Aadam and Naseem have three daughters: Alia, Mumtaz and Emerald. It is Mumtaz, renamed Amina by her husband, who becomes pregnant with our hero. She awaits the birth with anxiety, as she is told by the fortune teller to whom she is brought, that “There will be a nose and knees: knees and a nose.” As if not knowing all that one is carrying is not cause for anxiety in itself.
There’s so much I’m glossing over here, so many parts of the story. But if I told them all I would deny you the pleasure of discovering them for yourself, and so I will go on to Rushdie’s style. His writing portrays images as clearly if I was watching them on film, telling what happened while at the same time wrapping it in a bit of the fantastic. However, I found his elements of ‘magicial realism’ to be more real than not. For example, he tells of Naseem’s ability to visit her daughters’ dreams.
What was it the spittoon-hitters said about Naseem Aziz? ‘She eavesdropped on her daughters’ dreams, just to know what they were up to.’ Yes, there’s no other explanation, stranger things have been known to happen in this country of ours, just pick up any newspaper and see the daily titbits recounting miracles in this village or that – Reverend Mother began to dream her daughters’ dreams.
There was no proof. The invasion of dreams – or a mother’s knowledge, or a woman’s intuition, call it what you like – is not something that will stand up in court…
It makes perfect sense to me, that analogy of ‘visiting her daughters’ dreams’ with a mother’s intuition. I know that my own mother is also capable of such a feat (whereas I have not had quite the same skill with my son).
Or, how about the way that some women swallow their feelings? Because certain things are not to be said, these things fester inside so deeply that they still become apparent to anyone who is looking.
Reverend Mother was forced to dig deep into her pantry, which thickened her rage like heat under a sauce. Hairs began to grow out of the moles on her face. Mumtaz noticed with concern that her mother was swelling, month by month. The unspoken words inside her were blowing her up…Mumtaz had the impression that her mother’s skin was becoming dangerously stretched.
Near the conclusion of Book One, Earl Mountbatten of Burma has announced the Partition of India. It is August, 1947, and Naseem’s world is about to change. As is that for all of India with the pangs of birth.

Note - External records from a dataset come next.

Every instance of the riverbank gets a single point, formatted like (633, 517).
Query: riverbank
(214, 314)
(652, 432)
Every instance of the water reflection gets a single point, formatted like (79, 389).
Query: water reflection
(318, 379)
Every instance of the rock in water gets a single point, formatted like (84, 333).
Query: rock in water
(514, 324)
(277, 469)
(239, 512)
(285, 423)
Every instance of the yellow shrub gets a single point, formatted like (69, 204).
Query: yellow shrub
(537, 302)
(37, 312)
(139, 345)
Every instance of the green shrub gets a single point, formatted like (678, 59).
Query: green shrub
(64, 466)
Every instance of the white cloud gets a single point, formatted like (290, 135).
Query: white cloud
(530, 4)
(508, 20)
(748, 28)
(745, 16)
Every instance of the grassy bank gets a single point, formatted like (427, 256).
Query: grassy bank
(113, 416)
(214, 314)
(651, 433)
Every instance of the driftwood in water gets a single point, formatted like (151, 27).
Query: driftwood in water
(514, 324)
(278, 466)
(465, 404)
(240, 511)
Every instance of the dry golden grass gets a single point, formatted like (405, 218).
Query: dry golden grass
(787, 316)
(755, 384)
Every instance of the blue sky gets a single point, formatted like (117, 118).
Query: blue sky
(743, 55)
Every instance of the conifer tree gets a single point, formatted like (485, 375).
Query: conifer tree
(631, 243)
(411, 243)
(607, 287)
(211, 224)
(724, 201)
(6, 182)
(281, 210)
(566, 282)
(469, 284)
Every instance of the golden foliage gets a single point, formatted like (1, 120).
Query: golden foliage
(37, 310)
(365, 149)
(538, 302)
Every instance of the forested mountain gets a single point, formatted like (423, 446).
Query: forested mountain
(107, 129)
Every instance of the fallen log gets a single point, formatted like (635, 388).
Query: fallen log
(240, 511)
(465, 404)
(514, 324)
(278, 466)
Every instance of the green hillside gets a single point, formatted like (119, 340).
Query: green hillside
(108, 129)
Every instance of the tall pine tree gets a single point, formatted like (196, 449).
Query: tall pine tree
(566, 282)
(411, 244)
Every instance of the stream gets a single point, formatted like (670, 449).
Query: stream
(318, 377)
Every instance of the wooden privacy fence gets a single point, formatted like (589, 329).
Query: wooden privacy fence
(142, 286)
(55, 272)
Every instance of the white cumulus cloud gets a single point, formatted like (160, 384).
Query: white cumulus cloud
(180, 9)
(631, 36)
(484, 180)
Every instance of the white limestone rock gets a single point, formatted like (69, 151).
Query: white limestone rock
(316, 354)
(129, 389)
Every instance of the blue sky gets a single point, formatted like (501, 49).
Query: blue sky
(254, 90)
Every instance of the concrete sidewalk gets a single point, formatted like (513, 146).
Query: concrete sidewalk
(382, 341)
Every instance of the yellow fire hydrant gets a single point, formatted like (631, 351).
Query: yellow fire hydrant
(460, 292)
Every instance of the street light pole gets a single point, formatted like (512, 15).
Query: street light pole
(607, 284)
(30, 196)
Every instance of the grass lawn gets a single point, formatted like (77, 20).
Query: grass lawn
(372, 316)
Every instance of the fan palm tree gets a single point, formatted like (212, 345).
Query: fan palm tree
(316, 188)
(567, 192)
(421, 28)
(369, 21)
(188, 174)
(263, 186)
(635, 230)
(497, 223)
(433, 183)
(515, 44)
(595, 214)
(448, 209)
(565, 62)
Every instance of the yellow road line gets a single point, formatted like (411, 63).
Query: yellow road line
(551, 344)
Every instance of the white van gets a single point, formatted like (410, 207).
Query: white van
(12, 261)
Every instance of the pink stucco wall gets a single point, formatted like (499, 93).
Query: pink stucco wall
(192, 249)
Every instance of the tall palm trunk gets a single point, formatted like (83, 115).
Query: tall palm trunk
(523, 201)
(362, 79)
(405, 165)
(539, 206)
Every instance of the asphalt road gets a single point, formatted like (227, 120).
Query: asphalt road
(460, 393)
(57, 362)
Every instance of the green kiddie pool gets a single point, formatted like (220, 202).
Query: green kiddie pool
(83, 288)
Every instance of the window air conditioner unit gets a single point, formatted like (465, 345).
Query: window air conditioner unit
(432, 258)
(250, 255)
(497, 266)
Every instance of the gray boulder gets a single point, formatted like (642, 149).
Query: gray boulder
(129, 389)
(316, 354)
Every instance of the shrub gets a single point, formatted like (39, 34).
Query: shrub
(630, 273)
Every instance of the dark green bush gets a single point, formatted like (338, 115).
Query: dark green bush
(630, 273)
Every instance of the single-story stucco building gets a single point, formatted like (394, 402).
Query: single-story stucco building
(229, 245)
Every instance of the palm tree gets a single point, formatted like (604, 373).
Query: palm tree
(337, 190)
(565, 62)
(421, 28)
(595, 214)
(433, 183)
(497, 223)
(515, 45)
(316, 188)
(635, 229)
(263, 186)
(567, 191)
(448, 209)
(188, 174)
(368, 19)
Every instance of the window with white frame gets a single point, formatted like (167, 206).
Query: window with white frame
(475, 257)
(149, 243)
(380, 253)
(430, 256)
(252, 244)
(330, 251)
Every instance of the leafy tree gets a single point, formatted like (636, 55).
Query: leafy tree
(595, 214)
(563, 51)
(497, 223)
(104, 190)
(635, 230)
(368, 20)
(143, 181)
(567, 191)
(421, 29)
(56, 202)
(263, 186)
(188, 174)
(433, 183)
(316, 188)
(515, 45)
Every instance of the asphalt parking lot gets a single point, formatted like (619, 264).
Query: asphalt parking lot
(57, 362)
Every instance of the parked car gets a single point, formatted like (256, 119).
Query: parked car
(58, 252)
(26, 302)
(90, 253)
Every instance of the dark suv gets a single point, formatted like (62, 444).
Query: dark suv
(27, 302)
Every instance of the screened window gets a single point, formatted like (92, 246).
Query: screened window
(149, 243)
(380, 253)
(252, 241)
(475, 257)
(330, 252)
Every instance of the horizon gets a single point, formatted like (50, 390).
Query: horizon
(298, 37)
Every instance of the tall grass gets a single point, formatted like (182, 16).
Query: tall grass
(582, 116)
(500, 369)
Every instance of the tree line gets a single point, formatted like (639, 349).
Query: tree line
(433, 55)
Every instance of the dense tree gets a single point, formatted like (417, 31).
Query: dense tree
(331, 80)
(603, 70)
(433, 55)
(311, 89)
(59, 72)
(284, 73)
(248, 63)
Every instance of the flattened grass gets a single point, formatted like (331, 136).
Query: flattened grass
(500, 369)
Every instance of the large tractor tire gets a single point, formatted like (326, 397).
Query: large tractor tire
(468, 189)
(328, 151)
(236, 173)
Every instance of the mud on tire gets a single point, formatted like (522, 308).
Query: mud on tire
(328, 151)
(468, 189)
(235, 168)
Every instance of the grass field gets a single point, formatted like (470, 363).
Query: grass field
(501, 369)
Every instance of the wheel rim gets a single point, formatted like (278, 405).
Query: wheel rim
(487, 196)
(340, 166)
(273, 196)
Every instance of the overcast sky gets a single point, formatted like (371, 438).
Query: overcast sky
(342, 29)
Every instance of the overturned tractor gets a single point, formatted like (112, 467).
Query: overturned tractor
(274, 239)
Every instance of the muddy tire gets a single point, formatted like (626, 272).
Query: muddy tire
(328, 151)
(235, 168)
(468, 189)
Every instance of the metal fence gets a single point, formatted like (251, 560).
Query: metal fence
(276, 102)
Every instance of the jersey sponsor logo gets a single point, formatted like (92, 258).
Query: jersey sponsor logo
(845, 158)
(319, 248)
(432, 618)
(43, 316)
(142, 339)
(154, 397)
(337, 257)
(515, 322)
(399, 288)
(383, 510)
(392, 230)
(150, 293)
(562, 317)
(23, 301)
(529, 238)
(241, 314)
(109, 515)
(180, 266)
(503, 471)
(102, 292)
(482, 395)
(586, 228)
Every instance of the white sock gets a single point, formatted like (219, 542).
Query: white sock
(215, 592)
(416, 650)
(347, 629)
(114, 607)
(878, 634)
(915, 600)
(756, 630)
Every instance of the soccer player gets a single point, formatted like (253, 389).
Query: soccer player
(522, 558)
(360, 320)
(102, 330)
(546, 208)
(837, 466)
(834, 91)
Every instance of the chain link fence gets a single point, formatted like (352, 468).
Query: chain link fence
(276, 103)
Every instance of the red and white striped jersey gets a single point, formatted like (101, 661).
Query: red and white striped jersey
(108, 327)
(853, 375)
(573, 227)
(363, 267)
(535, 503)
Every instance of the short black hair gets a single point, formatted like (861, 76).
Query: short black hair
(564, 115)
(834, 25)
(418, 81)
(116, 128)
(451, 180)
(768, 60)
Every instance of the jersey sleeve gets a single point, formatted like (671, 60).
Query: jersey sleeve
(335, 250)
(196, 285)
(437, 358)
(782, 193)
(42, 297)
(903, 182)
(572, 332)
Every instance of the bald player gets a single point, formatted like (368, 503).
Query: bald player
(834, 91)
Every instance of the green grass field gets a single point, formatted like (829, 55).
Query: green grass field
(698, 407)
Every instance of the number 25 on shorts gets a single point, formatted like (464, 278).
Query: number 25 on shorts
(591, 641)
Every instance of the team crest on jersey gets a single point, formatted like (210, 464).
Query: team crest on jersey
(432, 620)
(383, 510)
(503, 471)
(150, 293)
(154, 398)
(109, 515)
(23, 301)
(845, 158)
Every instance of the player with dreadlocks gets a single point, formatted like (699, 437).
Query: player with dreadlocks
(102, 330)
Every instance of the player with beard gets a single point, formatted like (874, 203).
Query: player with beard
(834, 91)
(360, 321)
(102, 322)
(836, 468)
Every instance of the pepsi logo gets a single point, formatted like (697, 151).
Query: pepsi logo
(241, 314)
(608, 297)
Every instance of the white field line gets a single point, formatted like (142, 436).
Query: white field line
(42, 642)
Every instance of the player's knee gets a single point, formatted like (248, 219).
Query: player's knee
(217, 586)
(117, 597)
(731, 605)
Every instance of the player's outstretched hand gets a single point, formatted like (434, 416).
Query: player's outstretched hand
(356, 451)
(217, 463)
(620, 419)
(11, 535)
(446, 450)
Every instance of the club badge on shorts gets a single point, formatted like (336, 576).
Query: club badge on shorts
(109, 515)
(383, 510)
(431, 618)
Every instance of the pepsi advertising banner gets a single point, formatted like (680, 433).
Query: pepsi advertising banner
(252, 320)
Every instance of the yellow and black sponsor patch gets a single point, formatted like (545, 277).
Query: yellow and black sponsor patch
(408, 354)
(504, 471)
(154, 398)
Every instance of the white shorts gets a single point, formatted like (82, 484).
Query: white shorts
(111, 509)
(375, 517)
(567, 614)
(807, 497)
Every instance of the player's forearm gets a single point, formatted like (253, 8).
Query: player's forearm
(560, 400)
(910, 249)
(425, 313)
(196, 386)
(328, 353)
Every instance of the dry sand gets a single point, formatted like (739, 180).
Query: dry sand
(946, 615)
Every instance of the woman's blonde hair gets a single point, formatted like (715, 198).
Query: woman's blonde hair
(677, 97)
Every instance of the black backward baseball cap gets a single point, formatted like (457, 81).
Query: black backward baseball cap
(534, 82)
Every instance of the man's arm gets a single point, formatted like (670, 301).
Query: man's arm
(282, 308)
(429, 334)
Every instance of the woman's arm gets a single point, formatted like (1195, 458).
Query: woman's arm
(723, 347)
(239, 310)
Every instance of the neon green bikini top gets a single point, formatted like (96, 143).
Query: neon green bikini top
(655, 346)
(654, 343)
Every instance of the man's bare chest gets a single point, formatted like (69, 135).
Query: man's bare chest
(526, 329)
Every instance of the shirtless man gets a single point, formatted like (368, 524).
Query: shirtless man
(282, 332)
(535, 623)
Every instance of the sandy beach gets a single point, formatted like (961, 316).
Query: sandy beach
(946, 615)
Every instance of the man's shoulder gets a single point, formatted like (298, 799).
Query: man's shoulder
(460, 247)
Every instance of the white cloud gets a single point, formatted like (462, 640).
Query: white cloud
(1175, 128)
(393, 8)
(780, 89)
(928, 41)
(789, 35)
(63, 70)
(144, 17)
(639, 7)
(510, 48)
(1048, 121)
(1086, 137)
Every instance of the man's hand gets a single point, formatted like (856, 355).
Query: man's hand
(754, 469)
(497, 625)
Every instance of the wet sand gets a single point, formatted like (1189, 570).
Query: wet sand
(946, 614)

And there was a sheet in a gloomy room. On that day, my inheritance began to form – the blue of Kashmiri sky which dripped into my grandfather’s eyes; the long sufferings of my great-grandmother which would become the forbearance of my own mother and the late steeliness of Naseem Aziz; my great-grandfather’s gift of conversing with birds which would descend through meandering bloodlines into the veins of my sister the Brass Monkey; the conflict between grandpaternal scepticism and grandmaternal credulity; and above all the ghostly essence of that perforated sheet, which doomed my mother to learn to love a man in segments, and which condemned me to see my own life – its meanings, its structures – in fragments also; so that by the time I understood it, it was far too late.
I’m eager to continue with Book Two, the first half of which will be discussed on April 30. There is much to be revealed, and what a revelation it is through Rushdie’s eyes.